Prompt / Code / Rendered

I almost hit the leaderboard today, but hit the 1 minute timeout because I didn't read carefully enough to treat cid as optional ;_;

Ah well, that's life!

Anyway, there are a lot of great Haskell solutions out there involving parser combinators and validation of different fields, stuff like that. My original solution parsed a map of fields to values, and then validated those values according to their keys.

But taking a step back from it all, I thought it would be a nice opportunity to try out the principal of Parse, Don't Validate and see if I can take it its extremes! And implementing this in a nice way lead me also to refinement types with the refined library, and also and the higher-kinded data pattern, supported by the barbies library.

So, what is "Parse, Don't Validate"? It means: instead of parsing your data into some structure and then checking if the structure is valid (like my original parse-a-map-then-check-it), try instead to represent your data in a structure where it is imposssible to represent or create an invalid instance in the first place.
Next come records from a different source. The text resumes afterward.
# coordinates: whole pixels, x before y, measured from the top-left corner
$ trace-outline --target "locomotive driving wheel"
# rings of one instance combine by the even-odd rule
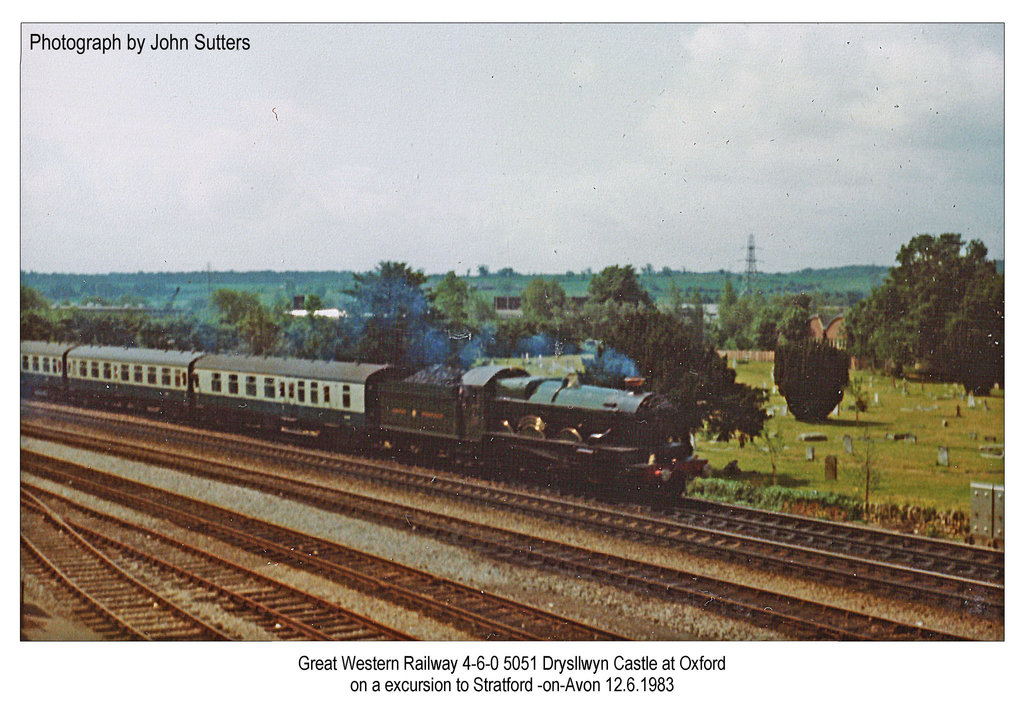
[[[519,420],[519,423],[516,425],[516,431],[519,433],[519,436],[543,439],[546,426],[544,420],[537,415],[527,414]]]
[[[555,436],[555,439],[558,441],[572,441],[577,444],[583,443],[583,436],[580,434],[579,429],[575,429],[573,427],[566,427],[565,429],[562,429]]]

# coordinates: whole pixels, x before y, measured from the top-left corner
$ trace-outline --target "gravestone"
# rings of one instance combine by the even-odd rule
[[[969,392],[967,394],[967,408],[974,409],[976,406],[977,404],[974,401],[974,392]]]
[[[805,431],[797,434],[797,441],[828,441],[828,436],[820,431]]]
[[[813,446],[808,446],[807,447],[807,453],[805,454],[805,456],[807,457],[808,461],[813,461],[814,460],[814,447]]]
[[[788,411],[789,409],[786,407],[786,405],[782,405],[782,408],[779,410],[779,414],[781,414],[782,416],[786,416],[786,412]]]
[[[875,404],[878,404],[878,392],[875,392]]]
[[[843,450],[848,454],[853,453],[853,437],[849,434],[843,437]]]
[[[939,465],[949,466],[949,449],[945,446],[939,447]]]
[[[825,480],[839,480],[839,461],[835,456],[829,455],[825,457]]]

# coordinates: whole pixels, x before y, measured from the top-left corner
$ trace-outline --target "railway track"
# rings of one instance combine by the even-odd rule
[[[38,427],[23,426],[23,430],[43,438],[64,437]],[[168,435],[166,429],[160,431],[162,436]],[[188,440],[195,436],[184,431]],[[1002,619],[1004,614],[1003,553],[995,550],[706,501],[690,500],[668,512],[627,510],[415,466],[216,436],[218,448],[239,456],[272,458],[322,473],[529,511],[578,527],[888,598],[921,601],[986,618]],[[90,441],[85,435],[65,441],[90,448],[104,445],[102,438]],[[148,454],[140,448],[127,455]]]
[[[153,586],[170,582],[193,604],[287,641],[406,641],[411,637],[253,572],[176,538],[93,510],[53,491],[22,483],[23,498],[44,504],[96,549]],[[75,518],[69,520],[69,515]],[[146,550],[143,547],[147,548]],[[156,548],[153,550],[153,548]],[[140,569],[142,570],[140,572]],[[209,613],[207,611],[207,613]],[[210,622],[213,623],[213,622]],[[243,640],[235,635],[232,638]]]
[[[119,444],[111,442],[117,453]],[[131,448],[131,447],[130,447]],[[142,454],[132,448],[133,458]],[[299,501],[331,512],[370,520],[402,530],[415,531],[435,539],[479,550],[492,557],[520,564],[556,570],[561,573],[598,580],[632,591],[654,593],[675,601],[699,605],[726,616],[740,618],[759,626],[774,628],[798,638],[953,640],[959,637],[920,626],[904,624],[876,616],[810,602],[782,594],[684,571],[596,553],[535,536],[499,530],[450,516],[382,502],[364,496],[265,474],[240,466],[200,460],[181,454],[148,450],[149,463],[160,463],[232,485],[253,487],[267,494]],[[35,472],[45,466],[67,469],[73,464],[53,463],[53,459],[23,451],[23,467]],[[48,462],[48,463],[47,463]],[[83,468],[83,467],[79,467]],[[76,474],[76,487],[95,485],[91,481],[115,478],[97,471]],[[138,487],[141,484],[131,484]],[[166,497],[171,494],[159,492]],[[182,505],[182,501],[170,501]],[[190,503],[195,506],[194,502]],[[205,506],[205,504],[203,504]]]
[[[620,637],[411,567],[162,489],[22,451],[22,470],[165,519],[192,532],[318,574],[454,624],[486,640],[616,640]]]
[[[228,636],[137,579],[37,499],[22,493],[21,549],[29,572],[77,599],[75,614],[105,639],[224,641]],[[27,532],[26,532],[27,531]]]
And so what was originally "validation" is now simply parsing your data into that correct-by-construction structure.

This seemed like a good candidate for the refined library, which gives us data types that are "literally" impossible to construct unless they are in the right shape.

-- | (a <-> b) will represent the type of an integer between a and b
type a <-> b  = Refined (FromTo a b) Int
-- | (n ** a) will represent the type of a list of a's with exactly n elements
type n ** a   = Refined (SizeEqualTo n) [a]

-- | These come included in the library
refineThrow :: Int -> Maybe (a <-> b)
refineThrow :: [a] -> Maybe (n ** a)

Which gives us a good picture for the type of our "correct-by-construction" passport:

data Height =
    HCm (150 <-> 193)
  | HIn ( 59 <->  76)

data Eye = AMB | BLU | BRN | GRY | GRN | HZL | OTH

data Passport = Passport
    { pByr :: 1920 <-> 2002
    , pIyr :: 2010 <-> 2020
    , pEyr :: 2020 <-> 2030
    , pHgt :: Height
    , pHcl :: 6 ** (0 <-> 15)
    , pEcl :: Eye
    , pPid :: 9 ** (0 <-> 9)
    }

Et voila! We now have a passport where it is impossible to construct unless you have all the correct components!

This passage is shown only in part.